The issue of scientific reproducibility has come to the fore in the past several years, driven by noteworthy failures to replicate critical findings in several much-publicized reports coupled to a series of scandals calling into question the role of journals and granting agencies in maintaining quality and oversight.
In a special Nature online collection, the journal assembled articles and perspectives from 2011 to the present dealing with this issue of research reproducibility in science and medicine. These articles were supplemented with current editorial comment.
Seeing these broad spectrum concerns pulled together in one place makes it difficult not to be pessimistic about the current state of research investigations across the board. The saving grace, however, is that these same reports show that a lot of people realize that there is a problem – people who are trying to make changes and who are in a position to be effective.
According to the reports presented in the collection, the problems in research accountability and reproducibility have grown to an alarming extent. In one estimate, irreproducibility ends up costing biomedical research some $28 billion wasted dollars per year (Nature. 2015 Jun 9. doi: 10.1038/nature.2015.17711).
A litany of concerns
In 2012, scientists at AMGEN (Thousand Oaks, Calif.) reported that, even cooperating closely with the original investigators, they were able to reproduce only 6 of 53 studies considered to be benchmarks of cancer research (Nature. 2016 Feb 4. doi: 10.1038/nature.2016.19269).
Scientists at Bayer HealthCare reported in Nature Reviews Drug Discovery that they could successfully reproduce results in only a quarter of 67 so-called seminal studies (2011 Sep. doi: 10.1038/nrd3439-c1).
According to a 2013 report in The Economist, Dr. John Ioannidis, an expert in the field of scientific reproducibility, argued that in his field, “epidemiology, you might expect one in ten hypotheses to be true. In exploratory disciplines like genomics, which rely on combing through vast troves of data about genes and proteins for interesting relationships, you might expect just one in a thousand to prove correct.”
This increasing litany of irreproducibility has raised alarm in the scientific community and has led to a search for answers, as so many preclinical studies form the precursor data for eventual human trials.
Despite the concerns raised, human clinical trials seem to be less at risk for irreproducibility, according to an editorial by Dr. Francis S. Collins, director, and Dr. Lawrence A. Tabak, principal deputy director of the U.S. National Institutes of Health, “because they are already governed by various regulations that stipulate rigorous design and independent oversight – including randomization, blinding, power estimates, pre-registration of outcome measures in standardized, public databases such as ClinicalTrials.gov and oversight by institutional review boards and data safety monitoring boards. Furthermore, the clinical trials community has taken important steps toward adopting standard reporting elements,” (Nature. 2014 Jan. doi: 10.1038/505612a).
The paucity of P
Today, the P-value, .05 or less, is all too often considered the sine qua non of scientific proof. “Most statisticians consider this appalling, as the P value was never intended to be used as a strong indicator of certainty as it too often is today. Most scientists would look at [a] P value of .01 and say that there was just a 1% chance of [the] result being a false alarm. But they would be wrong.” The 2014 report goes on to state how, according to one widely used calculation by authentic statisticians, a P value of .01 corresponds to a false-alarm probability of at least 11%, depending on the underlying probability that there is a true effect; a P value of .05 raises that chance of a false alarm to at least 29% (Nature. 2014 Feb. doi: 10.1038/506150a).

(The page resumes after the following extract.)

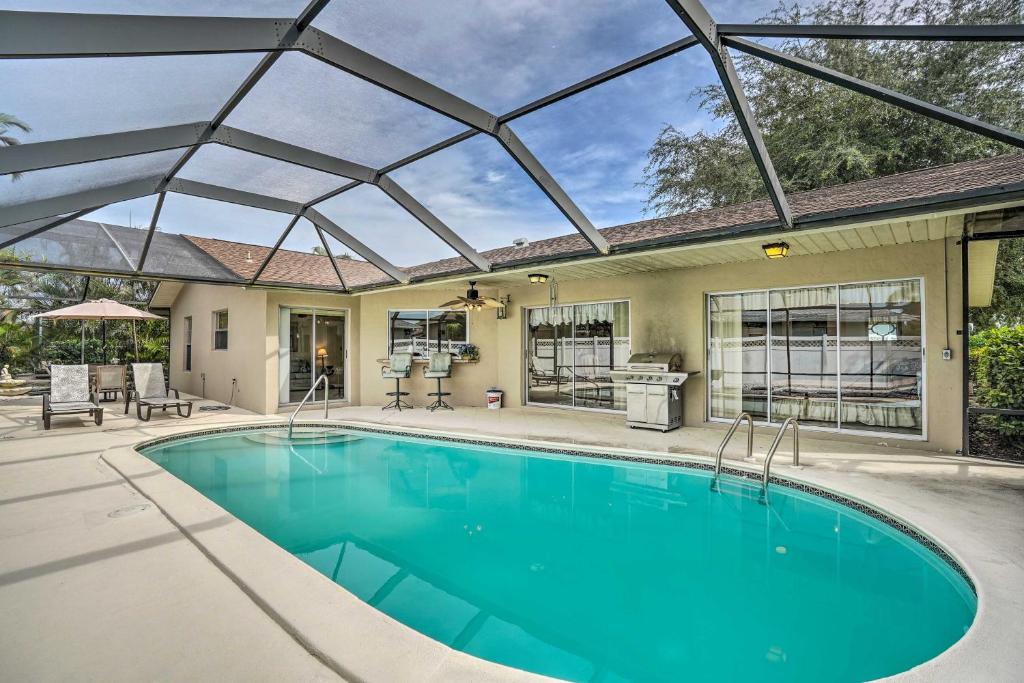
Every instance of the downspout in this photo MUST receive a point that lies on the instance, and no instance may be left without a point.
(966, 337)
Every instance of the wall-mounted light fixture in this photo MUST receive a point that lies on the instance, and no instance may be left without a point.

Beyond this assessment problem, P values may allow for considerable researcher bias, conscious and unconscious, even to the extent of encouraging “P-hacking”: one of the few statistical terms to ever make it into the Urban Dictionary. “P-hacking is trying multiple things until you get the desired result” – even unconsciously, according to one researcher quoted.
In addition, “unless statistical power is very high (and much higher than in most experiments), the P value should be interpreted tentatively at best” (Nat Methods. 2015 Feb 26. doi: 10.1038/nmeth.3288).
So bad is the problem that “misuse of the P value – a common test for judging the strength of scientific evidence – is contributing to the number of research findings that cannot be reproduced,” the American Statistical Association warns in a statement released in March, adding that the P value cannot be used to determine whether a hypothesis is true or even whether results are important (Nature. 2016 Mar 7. doi: 10.1038/nature.2016.19503).